Stoiber feilt an seinen eigenen Gemeinheiten, die allerdings subtilerer Natur sind. Er bemühte sich am Wochenende, Merkel in zwei wichtigen organisatorischen Fragen auf ein Verfahren festzulegen, das seine Chancen verbessert: beim Zeitplan und beim Notfallplan. „Wenn wir keine einheitliche Entscheidung zustandebringen sollten“, baute der Taktiker aus Bayern vor, „dann wird logischerweise die Bundestagsfraktion eine Empfehlung abgeben“. Wie diese – logischerweise – ausfallen wird, hat Wolfgang Bosbach schon vorausgesagt. Merkel will darum von der Fraktionsmitsprache nichts wissen und warnt säuerlich davor, „ein Scheitern unseres Gespräches“ vorwegzunehmen.

Offenbar hofft die CDU-Vorsitzende, den Konkurrenten am ehesten durch Zermürbungstaktik weich zu kriegen. Dafür braucht sie Zeit. Die ursprüngliche Vereinbarung der beiden Parteichefs sah eine Einigung „Anfang des Jahres“ vor. Merkel wiederholte gestern: „Wir stehen nicht unter Zeitdruck.“ Sie sprach von „Wochen“, die das Verfahren noch dauern könne. „Der geeignete Zeitpunkt ist gekommen“, erklärte Stoiber dagegen, „die Entscheidung sollte noch diesen Januar fallen.“ Darin hat er nun auch Merkels Parteifreund Friedrich Merz auf seiner Seite, den Vorsitzenden der gemeinsamen Bundestagsfraktion. Merz fürchtet, eine Union ohne Kandidaten werde zum Gespött der Büttenredner: „Wir sollten die Entscheidung nicht über die Karnevalszeit hinauszögern.“ Stattdessen wird sich das Theater auf die zwei bevorstehenden Klausurtagungen von CSU und CDU konzentrieren. Von Montag bis Mittwoch versammeln sich die Christsozialen in Wildbad Kreuth, am Freitag und Samstag trifft sich der CDU-Bundesvorstand in Magdeburg. Wechselseitige Besuche der Kandidaten-Kandidaten sind nicht geplant – man hat sich offenbar nichts mehr zu sagen. Jetzt tritt zutage, was die beiden Parteichefs mit ihrem Zuwarten um jeden Preis vermeiden wollten: eine offene Konkurrenz, an deren Ende nur ein Kandidat, aber zwei Verlierer stehen können.

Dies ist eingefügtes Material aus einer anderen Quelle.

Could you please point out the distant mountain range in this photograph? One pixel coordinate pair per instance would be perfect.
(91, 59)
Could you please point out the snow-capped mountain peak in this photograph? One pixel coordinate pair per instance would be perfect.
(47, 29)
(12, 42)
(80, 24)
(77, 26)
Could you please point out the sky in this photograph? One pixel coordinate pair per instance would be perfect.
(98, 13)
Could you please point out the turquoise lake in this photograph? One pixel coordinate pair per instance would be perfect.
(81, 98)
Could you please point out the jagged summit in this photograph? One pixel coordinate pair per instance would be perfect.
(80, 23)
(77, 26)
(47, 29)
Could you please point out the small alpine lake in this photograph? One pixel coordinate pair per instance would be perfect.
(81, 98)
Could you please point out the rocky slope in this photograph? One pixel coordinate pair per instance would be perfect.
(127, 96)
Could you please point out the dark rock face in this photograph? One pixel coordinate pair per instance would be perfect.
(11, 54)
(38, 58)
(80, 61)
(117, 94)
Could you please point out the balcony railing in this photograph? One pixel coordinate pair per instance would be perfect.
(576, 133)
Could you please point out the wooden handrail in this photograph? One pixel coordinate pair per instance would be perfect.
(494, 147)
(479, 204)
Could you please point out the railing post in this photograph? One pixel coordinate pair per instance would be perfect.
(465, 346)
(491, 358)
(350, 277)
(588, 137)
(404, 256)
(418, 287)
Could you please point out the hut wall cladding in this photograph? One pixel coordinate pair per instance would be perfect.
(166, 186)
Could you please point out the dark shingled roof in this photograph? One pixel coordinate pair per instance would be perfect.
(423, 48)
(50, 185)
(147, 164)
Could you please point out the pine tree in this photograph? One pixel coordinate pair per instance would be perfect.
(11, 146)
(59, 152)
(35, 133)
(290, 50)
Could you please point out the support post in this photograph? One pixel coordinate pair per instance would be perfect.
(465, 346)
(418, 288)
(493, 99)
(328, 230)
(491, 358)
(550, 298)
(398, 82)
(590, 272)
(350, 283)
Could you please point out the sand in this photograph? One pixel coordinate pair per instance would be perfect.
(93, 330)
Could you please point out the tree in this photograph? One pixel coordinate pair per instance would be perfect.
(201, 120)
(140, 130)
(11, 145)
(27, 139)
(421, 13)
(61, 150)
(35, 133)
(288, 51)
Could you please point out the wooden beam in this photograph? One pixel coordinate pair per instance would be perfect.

„Durch die Auswahl des Kandidaten dürfen keine Verletzungen entstehen“, sorgt sich Stoiber bereits und versucht, der Konkurrentin eine Brücke zu bauen: „Frau Merkel wird – so oder so – eine dominante Rolle in der deutschen Politik spielen.“ Das Dilemma bleibt: Die Mehrheit der Parteifunktionäre favorisiert Edmund Stoiber, aber ohne Angela Merkels Zustimung wird er nicht Kanzlerkandidat. Wen man auch fragt in der Union, so recht fällt derzeit niemandem ein Weg ein, wie aus der Konkurrenz der Messerwetzer noch ein fröhliches Tandem für die Bundestagswahl werden soll.